Almost EVERYONE covered through an employer, union, individual or Medicare Advantage Plan has a network of providers. Network providers have contracted with your insurer to abide by the insurer’s rules and to accept the insurer’s negotiated rates.
If avoiding unexpected medical bills is important to you, then you must understand your network. When verifying that a provider is in-network, use the Provider Search tool on your health insurance portal. Even if you find the provider, call the office to verify status because directories can be out of date.
Never ask “Do you accept my Plan?” The correct verbiage is “Are you in-network with __________” and specify your insurer AND the product. And don’t assume that all physicians in a given practice or physical location have the same relationship to an insurer.

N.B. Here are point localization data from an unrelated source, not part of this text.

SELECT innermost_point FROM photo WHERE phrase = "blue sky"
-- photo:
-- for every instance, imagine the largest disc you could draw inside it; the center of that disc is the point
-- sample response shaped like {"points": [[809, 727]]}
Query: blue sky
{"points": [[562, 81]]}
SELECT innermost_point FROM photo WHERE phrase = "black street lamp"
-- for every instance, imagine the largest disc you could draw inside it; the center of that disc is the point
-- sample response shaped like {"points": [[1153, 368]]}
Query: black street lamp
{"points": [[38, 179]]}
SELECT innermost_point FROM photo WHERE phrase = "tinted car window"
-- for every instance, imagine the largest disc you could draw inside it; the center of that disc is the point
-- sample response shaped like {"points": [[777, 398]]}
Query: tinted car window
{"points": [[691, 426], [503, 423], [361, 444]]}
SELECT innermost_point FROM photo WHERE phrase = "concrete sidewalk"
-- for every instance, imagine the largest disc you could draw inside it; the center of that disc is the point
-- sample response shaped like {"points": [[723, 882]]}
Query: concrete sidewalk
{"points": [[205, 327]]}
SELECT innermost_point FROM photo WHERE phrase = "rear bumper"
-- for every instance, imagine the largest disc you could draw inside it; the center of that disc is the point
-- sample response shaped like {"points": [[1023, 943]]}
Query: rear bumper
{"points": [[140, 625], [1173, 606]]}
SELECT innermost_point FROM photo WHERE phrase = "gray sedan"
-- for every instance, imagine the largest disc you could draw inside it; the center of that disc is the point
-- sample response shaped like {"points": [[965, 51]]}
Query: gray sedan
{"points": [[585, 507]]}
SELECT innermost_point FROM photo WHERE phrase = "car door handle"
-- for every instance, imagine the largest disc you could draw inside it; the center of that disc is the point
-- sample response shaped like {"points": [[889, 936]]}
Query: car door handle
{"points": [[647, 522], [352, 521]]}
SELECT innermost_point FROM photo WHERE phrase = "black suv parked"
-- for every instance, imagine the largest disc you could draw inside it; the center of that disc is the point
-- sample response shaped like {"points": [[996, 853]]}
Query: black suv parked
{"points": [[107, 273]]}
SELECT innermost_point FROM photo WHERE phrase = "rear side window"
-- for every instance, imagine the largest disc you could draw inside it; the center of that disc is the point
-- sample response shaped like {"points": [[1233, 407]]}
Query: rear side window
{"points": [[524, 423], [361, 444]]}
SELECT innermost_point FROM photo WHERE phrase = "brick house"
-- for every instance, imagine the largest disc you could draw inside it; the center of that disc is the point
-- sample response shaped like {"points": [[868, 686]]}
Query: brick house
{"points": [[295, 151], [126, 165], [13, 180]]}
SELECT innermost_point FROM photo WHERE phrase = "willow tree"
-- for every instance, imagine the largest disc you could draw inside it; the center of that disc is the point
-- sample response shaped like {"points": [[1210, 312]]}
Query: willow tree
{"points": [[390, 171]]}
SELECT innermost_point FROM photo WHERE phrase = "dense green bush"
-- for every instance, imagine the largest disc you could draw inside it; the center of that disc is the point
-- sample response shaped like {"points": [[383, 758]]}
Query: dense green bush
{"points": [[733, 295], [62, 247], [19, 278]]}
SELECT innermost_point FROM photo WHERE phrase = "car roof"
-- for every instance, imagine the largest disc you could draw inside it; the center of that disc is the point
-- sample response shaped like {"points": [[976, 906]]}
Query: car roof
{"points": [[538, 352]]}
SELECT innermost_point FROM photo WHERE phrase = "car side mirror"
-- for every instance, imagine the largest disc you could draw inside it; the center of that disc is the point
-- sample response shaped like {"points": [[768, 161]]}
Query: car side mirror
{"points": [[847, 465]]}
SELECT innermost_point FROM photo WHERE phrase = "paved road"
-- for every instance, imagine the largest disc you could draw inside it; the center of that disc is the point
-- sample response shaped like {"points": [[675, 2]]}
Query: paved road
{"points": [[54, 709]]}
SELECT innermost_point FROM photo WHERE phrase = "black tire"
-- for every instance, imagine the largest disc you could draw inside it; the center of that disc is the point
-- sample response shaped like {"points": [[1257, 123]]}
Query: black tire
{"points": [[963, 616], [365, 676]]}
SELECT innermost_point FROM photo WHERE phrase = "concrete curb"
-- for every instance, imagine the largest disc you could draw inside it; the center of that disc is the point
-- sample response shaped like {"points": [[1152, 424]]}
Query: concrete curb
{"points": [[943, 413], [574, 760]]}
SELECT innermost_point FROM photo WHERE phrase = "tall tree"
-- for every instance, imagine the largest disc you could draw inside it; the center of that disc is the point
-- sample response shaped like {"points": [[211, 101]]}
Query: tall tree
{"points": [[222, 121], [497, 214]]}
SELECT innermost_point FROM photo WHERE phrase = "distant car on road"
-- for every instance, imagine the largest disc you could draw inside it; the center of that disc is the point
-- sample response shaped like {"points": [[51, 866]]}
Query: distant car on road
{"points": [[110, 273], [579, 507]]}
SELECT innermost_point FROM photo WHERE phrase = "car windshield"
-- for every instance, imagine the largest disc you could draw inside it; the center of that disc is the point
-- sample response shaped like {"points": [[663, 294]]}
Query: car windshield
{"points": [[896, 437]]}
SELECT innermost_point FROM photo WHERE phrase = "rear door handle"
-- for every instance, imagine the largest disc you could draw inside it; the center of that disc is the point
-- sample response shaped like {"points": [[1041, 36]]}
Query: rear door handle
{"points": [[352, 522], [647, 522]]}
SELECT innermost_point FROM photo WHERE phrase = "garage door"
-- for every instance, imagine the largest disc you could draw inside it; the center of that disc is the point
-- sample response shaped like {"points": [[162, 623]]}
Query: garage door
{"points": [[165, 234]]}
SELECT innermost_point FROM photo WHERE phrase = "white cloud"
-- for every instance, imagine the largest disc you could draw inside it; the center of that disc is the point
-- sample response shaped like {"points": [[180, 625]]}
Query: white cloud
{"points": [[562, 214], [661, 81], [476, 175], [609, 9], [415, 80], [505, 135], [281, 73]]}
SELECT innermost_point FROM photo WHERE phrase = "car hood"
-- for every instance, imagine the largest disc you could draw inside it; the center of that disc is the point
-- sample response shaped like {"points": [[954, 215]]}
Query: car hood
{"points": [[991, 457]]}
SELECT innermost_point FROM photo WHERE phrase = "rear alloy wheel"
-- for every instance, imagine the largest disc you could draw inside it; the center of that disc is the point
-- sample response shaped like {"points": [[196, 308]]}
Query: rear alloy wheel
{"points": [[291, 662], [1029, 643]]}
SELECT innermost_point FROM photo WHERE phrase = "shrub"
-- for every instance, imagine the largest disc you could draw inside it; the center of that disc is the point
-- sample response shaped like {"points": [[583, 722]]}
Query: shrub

There are certain categories of providers like ambulance and air ambulance that often don’t maintain in-network relationships. The best way to handle those situations is to ask the insurer to assume responsibility for negotiating with the provider, if at all possible. Surprise medical bill legislation takes effect in January 2022 which will provide more consumer protection in emergency situations.
There are other categories of providers affiliated with hospitals who often choose to be out-of-network such as emergency room physicians, anesthesiologists, and neonatologists. If you receive large, unexpected bills from these providers while you were receiving care at an in-network hospital, you should ask your insurer to negotiate directly with those providers. If the insurer will not, review your appeal process and consider filing an appeal with your insurer. Again, federal legislation taking effect in January 2022 will help protect consumers in these situations.
At times, in-network provider offices can engage in unfortunate billing practices, but because the providers have a contract with your Plan, you have more protection should that happen.